The Extent of International Protection of Human Rights Impact on Member States Rights Fixed in the United Nations Charter

Authors

  • Dr. Ahmad A. Al dalain Faculty of Law, Mu'tah University _Jordan

DOI:

https://doi.org/10.35682/jjlps.v17i3.1221

Keywords:

State Sovereignty, UN Charter, Human Rights Intervention, International Law, Security Council, Peace and Security

Abstract

The article examines the relationship between state sovereignty and the United Nations (UN) role in protecting human rights. Although international treaties established human rights, the UN Charter provided a guarantee of the rights of its members. Thus, interference in state sovereignty should occur only to fulfil protection mandated by the Charter.

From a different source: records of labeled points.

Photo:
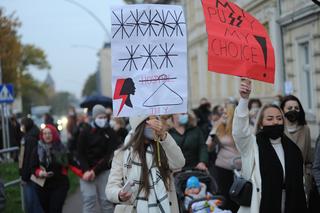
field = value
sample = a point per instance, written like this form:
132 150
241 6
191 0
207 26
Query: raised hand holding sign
238 44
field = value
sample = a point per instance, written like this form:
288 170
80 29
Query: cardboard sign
238 44
149 60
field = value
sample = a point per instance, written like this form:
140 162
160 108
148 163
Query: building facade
294 29
300 28
104 72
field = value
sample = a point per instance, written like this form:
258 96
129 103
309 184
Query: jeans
93 191
30 197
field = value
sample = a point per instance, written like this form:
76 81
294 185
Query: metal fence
5 154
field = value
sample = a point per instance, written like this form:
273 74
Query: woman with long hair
190 139
270 160
146 161
50 165
228 157
298 131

However, a contradiction arises in practice: there is no alignment between the legal protection of member states' rights and interventions aimed at meeting social necessities. The UN invokes the threat to international peace and security to justify intervention, often relying on non-Charter rules that diverge from the rights and protections guaranteed by the Charter. This approach undermines the UN's functional scope and lacks procedural compliance, shifting its interventions from a legal to a political nature.

A descriptive-analytical approach reveals that the UN's reliance on achieving objectives and addressing threats to peace as the basis for intervention creates a disconnect between member states' Charter-based obligations and the non-charter provisions aimed at protecting international human rights. The UN's reliance on practical intervention is inconsistent with Charter procedural norms.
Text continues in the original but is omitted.